Estremisti di centro. Quel “lei non sa chi sono io” dei liberali senza popolo
DI ALESSANDRO ROBECCHI
Stiamo calmi, non drammatizziamo: ci sono problemi e ci sono cose ridicole. E poi ci sono cose ridicole che diventano piccoli problemi, e una di queste è l’intemperanza verbale di alcuni “moderati” che paiono morsi dalla tarantola e si comportano, sui social, come bimbiminkia: un interessante caso di sindrome mimetica. Mi spiego: alla fine, di certi soggetti, non si sa dire se siano pacati e moderati liberali a cui è saltato il tappo, oppure se fossero da sempre mediocri attaccabrighe travestiti da pacati e moderati liberali.

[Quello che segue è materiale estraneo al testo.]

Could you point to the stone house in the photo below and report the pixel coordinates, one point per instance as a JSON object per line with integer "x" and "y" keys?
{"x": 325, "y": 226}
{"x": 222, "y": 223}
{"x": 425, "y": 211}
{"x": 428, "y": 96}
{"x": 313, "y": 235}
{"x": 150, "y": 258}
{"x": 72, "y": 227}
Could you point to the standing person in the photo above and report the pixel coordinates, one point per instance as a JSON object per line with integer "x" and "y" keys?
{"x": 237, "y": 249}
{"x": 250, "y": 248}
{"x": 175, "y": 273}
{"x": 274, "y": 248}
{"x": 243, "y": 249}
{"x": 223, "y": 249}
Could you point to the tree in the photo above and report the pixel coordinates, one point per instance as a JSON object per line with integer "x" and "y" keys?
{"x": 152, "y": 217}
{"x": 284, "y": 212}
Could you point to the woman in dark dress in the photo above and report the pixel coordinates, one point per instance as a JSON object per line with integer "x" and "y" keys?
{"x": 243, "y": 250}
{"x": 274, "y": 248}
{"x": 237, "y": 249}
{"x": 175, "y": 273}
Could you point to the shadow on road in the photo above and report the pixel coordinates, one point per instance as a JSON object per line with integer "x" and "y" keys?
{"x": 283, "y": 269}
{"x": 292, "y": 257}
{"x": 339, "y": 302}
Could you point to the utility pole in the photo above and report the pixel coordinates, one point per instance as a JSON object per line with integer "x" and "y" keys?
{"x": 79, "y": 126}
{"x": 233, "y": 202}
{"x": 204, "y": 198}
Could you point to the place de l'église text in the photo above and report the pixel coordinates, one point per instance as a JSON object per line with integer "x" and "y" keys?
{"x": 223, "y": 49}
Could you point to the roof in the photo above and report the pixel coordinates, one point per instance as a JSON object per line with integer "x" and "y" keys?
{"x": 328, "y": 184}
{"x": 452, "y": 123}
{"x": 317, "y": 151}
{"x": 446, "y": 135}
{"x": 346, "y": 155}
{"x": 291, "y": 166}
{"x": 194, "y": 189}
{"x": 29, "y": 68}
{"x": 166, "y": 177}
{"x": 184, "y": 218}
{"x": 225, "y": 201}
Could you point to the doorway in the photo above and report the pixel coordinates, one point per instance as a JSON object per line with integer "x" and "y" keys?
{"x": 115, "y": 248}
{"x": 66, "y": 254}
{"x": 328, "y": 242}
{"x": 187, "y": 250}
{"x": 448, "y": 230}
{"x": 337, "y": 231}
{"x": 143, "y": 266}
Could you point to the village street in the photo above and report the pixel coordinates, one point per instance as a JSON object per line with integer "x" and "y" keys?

Il mistero persiste, ma i casi di scuola cominciano ad essere numerosi e si registra l’esilarante fenomeno dell’estremismo di centro. Quasi tutti “liberali”, qualunque cosa significhi, quasi tutti in posizioni di potere, quasi tutti arrogantissimi e tutti, senza eccezioni, disposti ad affondare nel ridicolo in pubblico, con ferite autoinferte.
Ecco il famoso medico diventato virostar e personaggio tv, un po’ preda della nostalgia per i bei tempi in cui sembrava un luminare, che esercita la terribile arte del protagonismo su ogni argomento dello scibile umano, dalla geopolitica for dummies, alla caccia all’orso, alle gomme delle macchine sportive. Gustoso. Ecco il professore universitario che, irritato per i mancati riconoscimenti (traduco: molti si permettono di pensare che non è un genio), sbraita e minaccia via social come un maranza davanti a uno sgarro. È tutto un irridere e un insultare, uno sventolare sindromi passivo-aggressive, un chiedere punizioni esemplari, licenziamenti, radiazioni, multe, per chiunque osi mettere in discussione le loro inarrivabili qualità. Se qualcuno si permette di avanzare dubbi, arriva la grandinata: è virologo lei? E allora perché parla! È professore? E allora che dice! È ingegnere? Vedere la laurea! Salvo poi discettare – loro – di qualunque cosa, con il senso comune del bar, la competenza del passante e l’eleganza del pescivendolo. Aggiungiamo per completezza del quadro, un profluvio di politici dall’ego ipertrofico, che si piccano di essere la ragionevolezza fatta persona e il moderatismo in terra, e poi, con la sola applicazione del pollice opponibile sulla tastiera del telefono, si trasformano in ultras della curva, bava alla bocca, giugulare ingrossata dall’ira e occhi spiritati compresi. I casi sono ormai numerosi, dal senatore con molti account, ai mitomani che si scrivono da soli “Bravo! Hai ragione!”, a molti altri, e non sapremmo dire né chi è il peggiore né perché proprio Calenda.
Si diceva all’inizio: non è un grosso problema, per il Paese. O forse sì, non tanto per i fenomeni singoli, che amano appunto “fare i fenomeni” (in senso freudian-albertosordiano), quanto per lo stato delle élite, o sedicenti tali, del Paese. Sconcertati dalla perdita di aderenza presso i cittadini generici, sconvolti che qualcuno possa dubitare del loro verbo – e addirittura dirglielo – i parrucconi si comportano come signorotti settecenteschi, increduli davanti a tanto osare della plebe che li sbertuccia. Alla fine, più o meno mascherato, viene fuori sempre il vecchio caro “Lei non sa chi sono io”, ma la tragedia, invece, è che ormai si sa, chi è lui.
Fa molto ridere una modalità “sovversiva e rivoltosa” in uomini e donne di potere, con buone posizioni, socialmente affermati, esilaranti arruffapopolo senza popolo. Significa che c’è un certo nervosismo nell’aria, che certe élite non si sentono più così al sicuro, e reagiscono come un qualunque coatto in lite per il parcheggio. Che spettacolo!